Conscient de l’illégitimité des modalités de prise de pouvoir, le personnel qui, par filiation clanique, monopolise toujours, par la force, par la terreur, et parfois dans le sang, les institutions de l’État, recourt, ainsi, parfois à la justification du crime fondateur du système. C’est une conception de la Révolution et, subséquemment, une conception de l’État que les exécuteurs d’Abane Ramdane ont assassinée. L’historiographie a dissimulé bien des aspects de la Révolution, en particulier ceux qui peuvent expliquer l’impuissance de l’Algérie indépendante à évoluer vers une société de citoyens libres. L’historien El-Korso vient de rappeler la raison politique de l’assassinat d’Abane : “Il avait une perception différente de la guerre de Libération nationale, une perception exigeante, démocratique et dynamique.”
L’autoritarisme répressif qui sévit encore de nos jours est hérité de ce détournement clanique et violent de la libération. La soif de pouvoir a imposé à la Révolution “une guerre dans la guerre”. L’issue en fut un système qui, parce qu’il s’est emparé de l’État naissant par la force, est condamné à le conserver par la force. C’est cette nature originelle du système qui fait que la guerre de pouvoir se prolonge, plus d’un demi-siècle après l’Indépendance. Elle s’exprime par la traque de toute manifestation de l’aspiration démocratique et l’hostilité à toute forme de liberté citoyenne.

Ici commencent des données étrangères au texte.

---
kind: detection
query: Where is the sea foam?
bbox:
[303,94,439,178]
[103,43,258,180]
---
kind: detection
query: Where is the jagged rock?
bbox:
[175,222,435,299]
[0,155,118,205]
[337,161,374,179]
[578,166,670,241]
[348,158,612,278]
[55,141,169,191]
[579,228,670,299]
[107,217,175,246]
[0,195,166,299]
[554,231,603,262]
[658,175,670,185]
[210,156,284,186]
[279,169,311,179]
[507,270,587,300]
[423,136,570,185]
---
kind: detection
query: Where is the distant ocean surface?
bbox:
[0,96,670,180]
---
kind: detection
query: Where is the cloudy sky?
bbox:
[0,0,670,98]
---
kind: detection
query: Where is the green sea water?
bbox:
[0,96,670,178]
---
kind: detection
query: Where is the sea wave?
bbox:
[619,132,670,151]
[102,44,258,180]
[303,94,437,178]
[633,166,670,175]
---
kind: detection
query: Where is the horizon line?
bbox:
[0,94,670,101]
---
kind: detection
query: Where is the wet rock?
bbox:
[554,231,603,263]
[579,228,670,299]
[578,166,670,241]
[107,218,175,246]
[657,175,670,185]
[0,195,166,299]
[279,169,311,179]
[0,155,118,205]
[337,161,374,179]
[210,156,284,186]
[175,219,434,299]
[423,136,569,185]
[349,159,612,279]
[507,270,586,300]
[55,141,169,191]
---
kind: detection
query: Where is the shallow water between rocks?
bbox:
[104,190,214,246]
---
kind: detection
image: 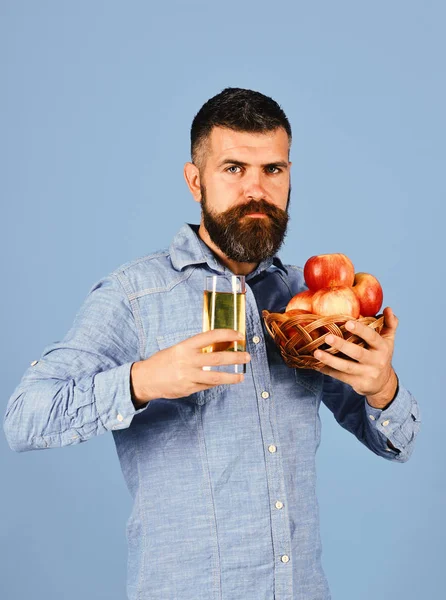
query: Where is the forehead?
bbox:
[209,127,289,162]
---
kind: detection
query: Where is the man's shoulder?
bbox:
[109,248,185,296]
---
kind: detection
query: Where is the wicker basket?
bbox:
[262,310,384,370]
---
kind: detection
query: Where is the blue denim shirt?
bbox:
[4,224,419,600]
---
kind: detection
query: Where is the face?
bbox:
[200,128,291,263]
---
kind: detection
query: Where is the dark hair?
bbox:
[190,88,292,169]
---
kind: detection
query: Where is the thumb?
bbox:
[381,306,398,340]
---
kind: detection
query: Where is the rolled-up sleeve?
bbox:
[3,274,147,452]
[322,375,421,462]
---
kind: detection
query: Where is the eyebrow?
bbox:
[217,158,288,169]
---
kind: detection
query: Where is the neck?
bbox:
[198,221,259,275]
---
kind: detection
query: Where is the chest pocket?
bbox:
[156,328,216,405]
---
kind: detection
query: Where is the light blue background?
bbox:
[0,0,446,600]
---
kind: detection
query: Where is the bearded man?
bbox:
[5,88,419,600]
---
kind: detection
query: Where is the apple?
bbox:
[304,254,355,292]
[352,273,383,317]
[313,285,360,319]
[285,290,314,313]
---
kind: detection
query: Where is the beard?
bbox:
[201,185,291,263]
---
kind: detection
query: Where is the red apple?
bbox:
[352,273,383,317]
[285,290,314,312]
[304,254,355,292]
[313,286,360,319]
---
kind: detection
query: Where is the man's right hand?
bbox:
[130,329,251,409]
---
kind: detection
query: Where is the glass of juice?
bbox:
[203,275,246,373]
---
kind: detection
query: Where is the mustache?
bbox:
[226,200,285,219]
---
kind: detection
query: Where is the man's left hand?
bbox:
[314,306,398,408]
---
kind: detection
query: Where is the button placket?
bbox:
[246,282,293,598]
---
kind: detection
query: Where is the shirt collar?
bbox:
[169,223,288,279]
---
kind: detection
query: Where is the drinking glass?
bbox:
[203,275,246,373]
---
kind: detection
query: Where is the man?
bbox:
[4,88,419,600]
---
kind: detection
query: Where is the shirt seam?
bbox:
[115,271,146,360]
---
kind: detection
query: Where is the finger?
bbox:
[381,306,398,340]
[314,365,351,385]
[192,351,251,367]
[194,370,244,389]
[325,334,374,365]
[186,329,245,349]
[314,350,364,375]
[345,321,384,350]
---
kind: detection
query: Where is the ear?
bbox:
[183,162,201,202]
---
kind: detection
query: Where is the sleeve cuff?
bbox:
[93,362,150,430]
[365,381,418,452]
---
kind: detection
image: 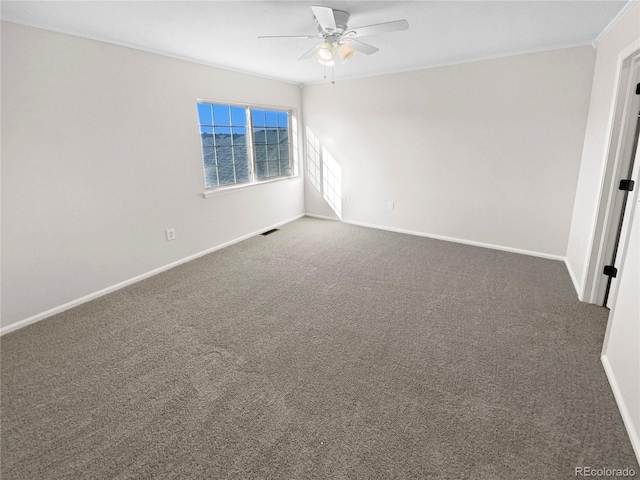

Et c’est ce même système inchangé qui prétend aujourd’hui œuvrer à l’avènement d’un “État civil”, suggérant ainsi qu’il se serait émancipé de sa généalogie putschiste et de sa nature politique militariste et policière. Et laissant croire que des élections autoritairement “encadrées” suffisent à homologuer sa mutation démocratique.